What is Premium to Net Asset Value (NAV)?

Premium to net asset value (NAV) refers to a situation where shares of a closed-end stock fund are trading at a price higher than the fund's net asset value per share. For example, a fund could be described as "trading 5% premium to NAV."

How Does Premium to Net Asset Value (NAV) Work?

Premium to NAV (and "discount to NAV") is most often used to describe the price per share of closed-end stock funds. Closed-end funds are similar to open-end funds (commonly known as "mutual funds") except for a few key differences. While shares of mutual funds are bought and sold directly from the fund company at net asset value (NAV = Market Value of All Securities Held by Fund + Cash - Liabilities), shares of closed-end funds are traded on exchanges much like stocks.

[Click here to learn how to Use Net Asset Value to Uncover Discounted Funds.]

The price per share of closed-end funds are determined solely by the market forces of supply and demand; shares rarely trade at NAV. Instead, the price of the fund is sold at a discount or a premium dictated by the open markets.

For example, shares of XYZ fund NAV have an NAV of $5.00 per share on a particular day, but they can be bought and sold for $5.10. In this case, shares would be referred to as selling “2% premium to NAV.”

Why Does Premium to Net Asset Value (NAV) Matter?

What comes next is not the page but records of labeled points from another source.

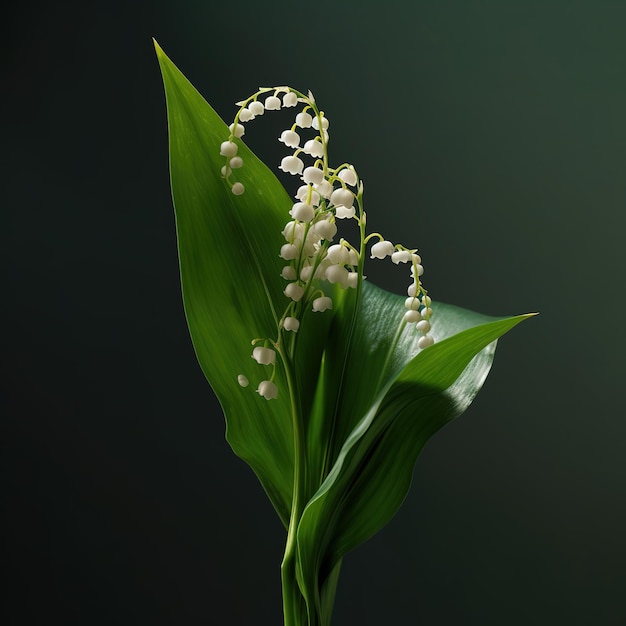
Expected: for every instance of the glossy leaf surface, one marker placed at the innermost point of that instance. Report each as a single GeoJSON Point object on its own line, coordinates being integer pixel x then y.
{"type": "Point", "coordinates": [368, 398]}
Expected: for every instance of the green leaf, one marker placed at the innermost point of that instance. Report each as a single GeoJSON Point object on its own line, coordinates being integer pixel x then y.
{"type": "Point", "coordinates": [229, 266]}
{"type": "Point", "coordinates": [368, 398]}
{"type": "Point", "coordinates": [392, 399]}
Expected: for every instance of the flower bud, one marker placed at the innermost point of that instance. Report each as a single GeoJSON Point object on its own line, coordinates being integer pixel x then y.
{"type": "Point", "coordinates": [268, 390]}
{"type": "Point", "coordinates": [303, 212]}
{"type": "Point", "coordinates": [292, 164]}
{"type": "Point", "coordinates": [382, 249]}
{"type": "Point", "coordinates": [304, 120]}
{"type": "Point", "coordinates": [294, 291]}
{"type": "Point", "coordinates": [313, 175]}
{"type": "Point", "coordinates": [342, 197]}
{"type": "Point", "coordinates": [290, 99]}
{"type": "Point", "coordinates": [264, 356]}
{"type": "Point", "coordinates": [228, 148]}
{"type": "Point", "coordinates": [238, 131]}
{"type": "Point", "coordinates": [425, 341]}
{"type": "Point", "coordinates": [401, 256]}
{"type": "Point", "coordinates": [290, 138]}
{"type": "Point", "coordinates": [291, 323]}
{"type": "Point", "coordinates": [272, 103]}
{"type": "Point", "coordinates": [348, 176]}
{"type": "Point", "coordinates": [256, 108]}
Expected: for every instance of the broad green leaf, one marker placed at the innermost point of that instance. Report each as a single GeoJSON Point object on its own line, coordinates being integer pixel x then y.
{"type": "Point", "coordinates": [368, 398]}
{"type": "Point", "coordinates": [229, 266]}
{"type": "Point", "coordinates": [390, 409]}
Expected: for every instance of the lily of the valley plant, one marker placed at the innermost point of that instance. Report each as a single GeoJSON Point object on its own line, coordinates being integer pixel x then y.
{"type": "Point", "coordinates": [330, 386]}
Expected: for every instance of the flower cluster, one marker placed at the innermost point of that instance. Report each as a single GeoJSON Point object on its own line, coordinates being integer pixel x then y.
{"type": "Point", "coordinates": [325, 196]}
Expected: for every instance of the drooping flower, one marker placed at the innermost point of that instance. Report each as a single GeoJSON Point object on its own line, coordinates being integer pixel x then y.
{"type": "Point", "coordinates": [302, 211]}
{"type": "Point", "coordinates": [228, 148]}
{"type": "Point", "coordinates": [272, 103]}
{"type": "Point", "coordinates": [291, 323]}
{"type": "Point", "coordinates": [290, 99]}
{"type": "Point", "coordinates": [342, 197]}
{"type": "Point", "coordinates": [294, 291]}
{"type": "Point", "coordinates": [382, 249]}
{"type": "Point", "coordinates": [292, 164]}
{"type": "Point", "coordinates": [256, 108]}
{"type": "Point", "coordinates": [264, 356]}
{"type": "Point", "coordinates": [304, 120]}
{"type": "Point", "coordinates": [268, 390]}
{"type": "Point", "coordinates": [290, 138]}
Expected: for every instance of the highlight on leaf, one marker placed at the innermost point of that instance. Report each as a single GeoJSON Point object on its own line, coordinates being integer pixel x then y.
{"type": "Point", "coordinates": [344, 382]}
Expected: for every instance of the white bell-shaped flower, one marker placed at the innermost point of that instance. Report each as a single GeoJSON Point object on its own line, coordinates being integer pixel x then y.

One important aspect of closed-end funds is that their share price can deviate substantially from their net asset value. If the shares are trading at a higher price than the fund's NAV, they are said to be trading at a premium. Conversely, a fund with a share price lower than its NAV is said to be trading at a discount to net asset value.

Investors who trade shares of the fund have opportunities to make profits by buying shares when they are at a substantial discount (20% discount to NAV) and selling at a higher price (5% premium to NAV).